Contingencies in Your Purchase Agreement
Contingencies in Your Purchase Agreement
What else happens besides the home inspection during the Due Diligence time period? ( Aka- All the things you’ll learn about your home and didn’t know you didn’t really want to know).
The contract is contingent upon your approval of the owner disclosure documents which must be supplied to you or Masha (as your buyer’s agent), within three days of the purchase agreement being executed. IF it is not, you as the buyer have the right to to terminate the agreement.
Home inspections- Currently, in our state, homes are purchased in AS IS condition, but you as buyer still have the right to have inspections to determine if you would like to proceed with the purchase of the property during your due diligence period of investigations. IF you determine that you would like to ask the seller to consider making some of the repairs you deem important, we can prepare a Due Diligence Repair Agreement and share it with the seller along with inspections performed for the seller to consider. The key to this is that all agreements for repairs must be finalized and in writing in an executed agreement prior to the 5 PM deadline on the due diligence date. It is really important to be able to schedule and perform inspections as soon as possible when due diligence starts.

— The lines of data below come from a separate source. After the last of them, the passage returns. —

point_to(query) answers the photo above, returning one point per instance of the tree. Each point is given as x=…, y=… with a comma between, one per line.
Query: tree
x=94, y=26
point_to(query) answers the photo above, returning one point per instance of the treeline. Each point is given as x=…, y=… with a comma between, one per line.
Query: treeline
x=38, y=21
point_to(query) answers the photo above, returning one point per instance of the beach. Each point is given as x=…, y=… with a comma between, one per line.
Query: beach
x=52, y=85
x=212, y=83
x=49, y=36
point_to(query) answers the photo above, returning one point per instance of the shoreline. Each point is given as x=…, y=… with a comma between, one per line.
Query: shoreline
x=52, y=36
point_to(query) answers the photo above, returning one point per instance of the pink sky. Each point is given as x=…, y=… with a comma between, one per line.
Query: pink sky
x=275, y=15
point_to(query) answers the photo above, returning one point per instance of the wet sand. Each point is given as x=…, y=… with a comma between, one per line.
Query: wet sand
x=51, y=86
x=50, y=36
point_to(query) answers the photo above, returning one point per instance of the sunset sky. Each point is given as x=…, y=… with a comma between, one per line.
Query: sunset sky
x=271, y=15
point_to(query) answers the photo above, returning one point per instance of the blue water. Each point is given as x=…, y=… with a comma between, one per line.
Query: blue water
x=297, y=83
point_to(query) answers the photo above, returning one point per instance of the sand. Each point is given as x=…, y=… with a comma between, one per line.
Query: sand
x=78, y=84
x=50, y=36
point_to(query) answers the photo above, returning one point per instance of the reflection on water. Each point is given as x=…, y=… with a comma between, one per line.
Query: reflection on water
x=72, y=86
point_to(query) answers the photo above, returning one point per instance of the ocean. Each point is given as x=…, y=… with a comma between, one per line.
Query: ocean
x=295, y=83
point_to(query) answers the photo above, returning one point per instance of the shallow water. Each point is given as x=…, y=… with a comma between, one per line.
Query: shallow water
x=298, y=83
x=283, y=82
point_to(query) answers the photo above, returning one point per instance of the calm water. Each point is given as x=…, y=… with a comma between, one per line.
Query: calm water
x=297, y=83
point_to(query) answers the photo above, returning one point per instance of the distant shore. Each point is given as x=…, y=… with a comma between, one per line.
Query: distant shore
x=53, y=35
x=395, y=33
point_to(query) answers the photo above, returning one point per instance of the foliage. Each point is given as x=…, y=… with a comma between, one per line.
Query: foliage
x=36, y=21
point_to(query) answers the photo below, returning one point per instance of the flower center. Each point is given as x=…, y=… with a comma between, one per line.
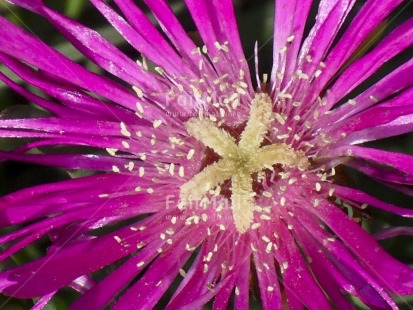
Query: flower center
x=238, y=161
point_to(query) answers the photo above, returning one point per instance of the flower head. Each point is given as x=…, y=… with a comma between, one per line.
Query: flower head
x=205, y=179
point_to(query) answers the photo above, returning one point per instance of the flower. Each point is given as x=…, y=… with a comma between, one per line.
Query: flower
x=206, y=180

Appraisal Contingency- The contract mentions that during due diligence your lender can order an appraisal on your behalf to confirm the value of the property matches your agreed upon sales price. It doesn’t happen often but if the property appraises below the contracted price, we can ask the seller to consider changing the price to the appraised price value. A seller can agree, counter an alternative like splitting the amount and meeting halfway; or say” No”. If the latter occurs and you are not able, or willing to make up the difference between appraised and contract price, then you have the option to terminate the purchase agreement. Often times IF this happens one of the first two options occurs and we move towards settlement and close on your new house. Because this is one of THE most important inspections to occur during due diligence, and appraisers are often scheduled out at least a week, it’s VERY important to provide the appraiser’s fee when you submit your loan application. We also want to ensure the lender orders the appraisal right away.
Contingency of Your Loan-
If you are not purchasing your new home with cash that you have in an investment or other financial account, there is a box in the offer that we would check that specifically says the purchase of your new home is loan contingent upon obtaining a new mortgage loan. The lender MUSt be made aware of the due diligence date because loan approval must be given during this time period as with all other inspections.

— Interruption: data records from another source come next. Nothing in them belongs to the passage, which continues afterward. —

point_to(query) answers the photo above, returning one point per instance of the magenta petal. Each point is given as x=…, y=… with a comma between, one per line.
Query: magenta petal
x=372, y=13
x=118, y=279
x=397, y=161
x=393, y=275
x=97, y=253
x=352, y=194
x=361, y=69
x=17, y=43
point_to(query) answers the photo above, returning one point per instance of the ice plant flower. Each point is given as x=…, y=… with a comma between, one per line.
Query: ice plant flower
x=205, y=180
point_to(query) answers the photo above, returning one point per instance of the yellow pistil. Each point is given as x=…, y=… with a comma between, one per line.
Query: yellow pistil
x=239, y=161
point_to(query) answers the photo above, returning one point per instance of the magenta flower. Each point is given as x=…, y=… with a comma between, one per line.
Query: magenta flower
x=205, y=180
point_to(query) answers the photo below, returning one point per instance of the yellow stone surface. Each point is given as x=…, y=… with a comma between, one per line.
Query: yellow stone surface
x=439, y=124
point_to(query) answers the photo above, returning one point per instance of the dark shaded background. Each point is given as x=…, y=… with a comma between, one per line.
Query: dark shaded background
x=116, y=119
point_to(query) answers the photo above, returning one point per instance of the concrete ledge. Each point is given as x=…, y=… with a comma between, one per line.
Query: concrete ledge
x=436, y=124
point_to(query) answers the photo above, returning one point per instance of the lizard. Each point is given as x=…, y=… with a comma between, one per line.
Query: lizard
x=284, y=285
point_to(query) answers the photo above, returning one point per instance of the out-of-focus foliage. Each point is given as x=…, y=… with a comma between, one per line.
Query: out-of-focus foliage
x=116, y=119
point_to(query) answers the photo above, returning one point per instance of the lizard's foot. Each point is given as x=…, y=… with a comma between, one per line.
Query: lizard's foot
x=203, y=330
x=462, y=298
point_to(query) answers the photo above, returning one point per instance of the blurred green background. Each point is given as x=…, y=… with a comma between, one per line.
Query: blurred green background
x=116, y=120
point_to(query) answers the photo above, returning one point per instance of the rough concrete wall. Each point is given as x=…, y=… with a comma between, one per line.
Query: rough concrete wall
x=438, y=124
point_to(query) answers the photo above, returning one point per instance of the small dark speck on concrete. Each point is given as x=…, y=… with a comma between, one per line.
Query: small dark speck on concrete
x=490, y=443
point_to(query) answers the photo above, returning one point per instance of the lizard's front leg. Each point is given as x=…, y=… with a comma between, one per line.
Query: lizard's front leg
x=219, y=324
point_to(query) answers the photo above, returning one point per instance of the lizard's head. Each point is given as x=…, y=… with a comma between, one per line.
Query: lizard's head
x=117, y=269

Preliminary Title Report & Property Survey-
In North Carolina, your closing attorney will perform all title searches and confirm that there are no outstanding liens or unpaid judgements against the property. The attorney will also order your property survey from a professional land surveyor and confirm that there are no encroachments against the property; and assist us in working with the seller IF any are found, to remove them before settlement is recorded.
Homeowner Association Documents-
Covenants, Articles of Incorporation, Budget, Bylaws & Architectural Guidelines are available for your review and acceptance if your new home resides in a community that has association regulations and fees. During the due diligence process Masha and her client care coordinator will obtain and share these documents with you so that you have an opportunity to review them before the end of Due Diligence. Many HOA’s are professionally managed and have websites which are easily accessed so that documents can be reviewed at your discretion.
Once the Due Diligence has expired you are saying to the seller that you are closing on this property as outlined in the Offer to Purchase Agreement. After that date, failure to close escrow will mean losing your deposit unless an alternative written agreement is made between both parties prior to the end of Due Diligence.